First, check if the child has lost consciousness or not. If the child has not lost consciousness, then the next step is to locate the tooth (Has the child swallowed it? Is the tooth in the lip? On the ground?). Once the tooth is located, contact the office. Do not try to put a baby tooth back into the child’s mouth.
First, check if the child has lost consciousness or not. If the child has not lost consciousness, then the next step is to locate the tooth (Has the child swallowed it? Is the tooth in the lip? On the ground?). Once the tooth has been located, put the tooth in either milk, the child’s saliva, or water, and contact the office. The tooth will need to be re-implanted into the child’s mouth, so be sure not to transport the tooth to the office dry.
Use a soft-bristled toothbrush with a small head at bedtime. There are toothbrushes are specifically designed for both infants and young children.
Thumb sucking is normal for infants and will have no negative effect on their dentition as most children stop doing it by age 2. Discourage thumb sucking after age 4 as it can create crowded, crooked teeth and bite problems. If needed, we can suggest ways to break the habit.
A pediatric dentist receives two additional years of specialized training that focuses on the dental needs of children. This gives the pediatric dentists skills they need to build strong and trusting relationships with children from infants to young adults and an understanding of their unique dental health needs.
Also known as Early Childhood Caries or Nursing Caries, Baby Bottle Tooth Decay is caused by over exposure to sugary treats. It is usually caused by putting a baby to bed with a bottle containing milk, juice, or pop; nursing babies on demand through the night, or allowing toddlers to graze with a sippy cup. This condition often destroys primary teeth, creating a need for major dental treatment. In addition, it will eventually damage your child’s permanent teeth if left untreated.
You can prevent this by following a few simple guidelines:
Never allow your child to fall asleep with a bottle containing milk, formula, breast milk, fruit juices, or any sweetened liquids.
Never give your baby a pacifier dipped in sugar or honey.
Only allow water in bottles and sippy cups used for grazing.
Wipe your baby’s gums with a clean gauze pad after each feeding, and begin brushing with water as soon as the first tooth appears.
Encourage children to drink from a regular cup by their first birthday.
First, check with your physician regarding allergies to pain medications. Then, rinse the irritated area with warm salt water and place a cold compress on your child’s face if it is swollen. You can give acetaminophen for pain, but avoid placing aspirin directly on the teeth or gums. Contact the office immediately.
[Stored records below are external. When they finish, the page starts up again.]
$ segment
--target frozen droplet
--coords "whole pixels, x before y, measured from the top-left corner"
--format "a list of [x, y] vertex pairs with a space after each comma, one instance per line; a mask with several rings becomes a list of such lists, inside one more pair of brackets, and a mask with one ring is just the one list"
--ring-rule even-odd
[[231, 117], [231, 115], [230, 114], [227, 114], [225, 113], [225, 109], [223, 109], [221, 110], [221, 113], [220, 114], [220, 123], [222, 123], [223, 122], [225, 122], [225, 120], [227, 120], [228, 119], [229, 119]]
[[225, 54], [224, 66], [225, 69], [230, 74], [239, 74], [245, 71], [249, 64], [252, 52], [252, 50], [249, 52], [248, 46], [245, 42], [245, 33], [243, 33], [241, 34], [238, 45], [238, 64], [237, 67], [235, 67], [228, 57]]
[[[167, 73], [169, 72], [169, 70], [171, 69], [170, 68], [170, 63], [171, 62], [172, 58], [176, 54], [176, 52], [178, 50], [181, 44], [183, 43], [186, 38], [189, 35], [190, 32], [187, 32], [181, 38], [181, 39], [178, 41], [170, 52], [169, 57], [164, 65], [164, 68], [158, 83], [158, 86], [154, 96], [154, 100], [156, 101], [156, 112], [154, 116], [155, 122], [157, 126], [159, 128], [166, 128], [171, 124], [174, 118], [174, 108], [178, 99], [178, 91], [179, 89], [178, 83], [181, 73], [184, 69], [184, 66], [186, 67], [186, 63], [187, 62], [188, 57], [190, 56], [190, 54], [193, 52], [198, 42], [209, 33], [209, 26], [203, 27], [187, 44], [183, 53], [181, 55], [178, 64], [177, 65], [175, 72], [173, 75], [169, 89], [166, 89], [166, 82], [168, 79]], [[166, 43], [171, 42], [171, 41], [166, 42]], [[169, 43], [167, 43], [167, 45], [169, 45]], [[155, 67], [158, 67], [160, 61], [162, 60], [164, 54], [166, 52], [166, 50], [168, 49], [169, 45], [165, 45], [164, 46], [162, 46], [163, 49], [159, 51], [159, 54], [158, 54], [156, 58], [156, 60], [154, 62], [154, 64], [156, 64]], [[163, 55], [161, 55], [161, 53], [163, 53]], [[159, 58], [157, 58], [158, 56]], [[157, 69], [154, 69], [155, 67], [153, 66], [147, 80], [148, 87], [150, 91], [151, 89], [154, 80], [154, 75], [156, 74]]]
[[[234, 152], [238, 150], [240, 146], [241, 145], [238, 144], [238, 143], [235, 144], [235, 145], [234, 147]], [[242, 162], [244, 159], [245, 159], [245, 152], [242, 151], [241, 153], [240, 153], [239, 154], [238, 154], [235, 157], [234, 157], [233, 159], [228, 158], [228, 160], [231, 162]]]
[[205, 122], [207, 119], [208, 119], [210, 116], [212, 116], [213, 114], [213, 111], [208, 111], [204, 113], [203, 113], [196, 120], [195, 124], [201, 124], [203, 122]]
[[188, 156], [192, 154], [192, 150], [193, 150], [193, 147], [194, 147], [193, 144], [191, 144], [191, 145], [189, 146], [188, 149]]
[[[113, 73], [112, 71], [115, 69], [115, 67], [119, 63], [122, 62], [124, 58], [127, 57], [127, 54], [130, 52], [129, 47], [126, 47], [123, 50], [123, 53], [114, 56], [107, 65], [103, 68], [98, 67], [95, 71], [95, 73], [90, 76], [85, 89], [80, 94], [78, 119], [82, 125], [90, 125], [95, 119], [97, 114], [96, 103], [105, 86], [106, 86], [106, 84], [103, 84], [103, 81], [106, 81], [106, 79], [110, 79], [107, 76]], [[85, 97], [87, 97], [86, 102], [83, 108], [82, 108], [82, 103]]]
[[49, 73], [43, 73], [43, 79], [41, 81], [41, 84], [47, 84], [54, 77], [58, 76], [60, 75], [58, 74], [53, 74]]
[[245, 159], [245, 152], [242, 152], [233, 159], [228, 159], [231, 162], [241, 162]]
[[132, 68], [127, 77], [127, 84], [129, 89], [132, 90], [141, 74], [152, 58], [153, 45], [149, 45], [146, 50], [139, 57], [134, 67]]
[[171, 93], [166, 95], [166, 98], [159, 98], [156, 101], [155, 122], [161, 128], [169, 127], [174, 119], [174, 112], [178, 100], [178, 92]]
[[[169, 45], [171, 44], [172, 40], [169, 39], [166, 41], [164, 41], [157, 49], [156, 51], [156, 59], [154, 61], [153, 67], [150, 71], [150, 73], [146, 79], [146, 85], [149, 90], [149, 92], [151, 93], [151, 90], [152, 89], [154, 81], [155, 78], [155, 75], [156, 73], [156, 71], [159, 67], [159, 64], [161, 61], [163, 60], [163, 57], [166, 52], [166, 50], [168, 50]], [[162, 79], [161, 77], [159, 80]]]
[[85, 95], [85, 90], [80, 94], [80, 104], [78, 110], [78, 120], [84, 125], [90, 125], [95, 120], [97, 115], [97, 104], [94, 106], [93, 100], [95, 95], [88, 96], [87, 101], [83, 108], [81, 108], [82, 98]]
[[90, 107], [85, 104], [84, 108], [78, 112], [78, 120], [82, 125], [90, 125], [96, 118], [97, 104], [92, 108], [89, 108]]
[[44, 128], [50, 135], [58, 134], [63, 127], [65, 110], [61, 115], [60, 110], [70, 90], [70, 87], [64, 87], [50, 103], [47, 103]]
Your child should visit the dentist by his or her first birthday. Be sure to inform your child of the visit and its purpose, but take care in how you present it. Avoid using words that cause fear such as “needle”, “pull”, “drill”, or “hurt.” Keep in mind that pediatric dentists are trained to convey the information in a non-threatening way, helping to keep your child calm and comfortable.
Healthy primary teeth are important for many reasons:
- They facilitate proper chewing, enabling good nutrition. Research shows that children with numerous cavities are often underweight because eating begins to hurt. As a result, they limit food choices, disrupting proper nutrition.
- Untreated tooth decay can result in pain, facial swelling, dental abscess, and tooth loss.
- Children learn to talk using their primary dentition. Research shows that, because most speech skills are already formed by the age of seven, children who lose their primary front teeth too early often need speech therapy.
- Brown or missing teeth often affect the development of self-esteem. A beautiful smile enhances self confidence regardless of age.
Brushing your teeth effectively removes plaque and food particles from tooth surfaces, but can’t properly clean the hard-to-reach areas between them. This leaves these areas highly susceptible to decay and periodontal disease (gum disease). Daily flossing corrects this problem by cleaning between the teeth and under the gum line, disrupting the build up of plaque colonies and helping to prevent damage to the gums, teeth, and bone.
Plaque is an invisible film of living bacteria combined with food debris and saliva. It produces the toxins that cause cavities and irritate the gums. When left in place, it hardens and turns into tartar (known as calculus) which further inflames the gums and can lead to periodontal disease.
How to floss properly:
Take 12-16 inches (30-40cm) of dental floss and wrap it around your middle fingers, leaving about 2 inches (5cm) of floss free between them.
Using the thumbs and forefingers to guide the floss, gently insert it between the teeth and slide it back and forth in a sawing motion.
Curve the floss into a “C” shape around each tooth and under the gum line. Gently move the floss up and down, cleaning the side of each tooth.
For those who might struggle with this process, we recommend floss holders.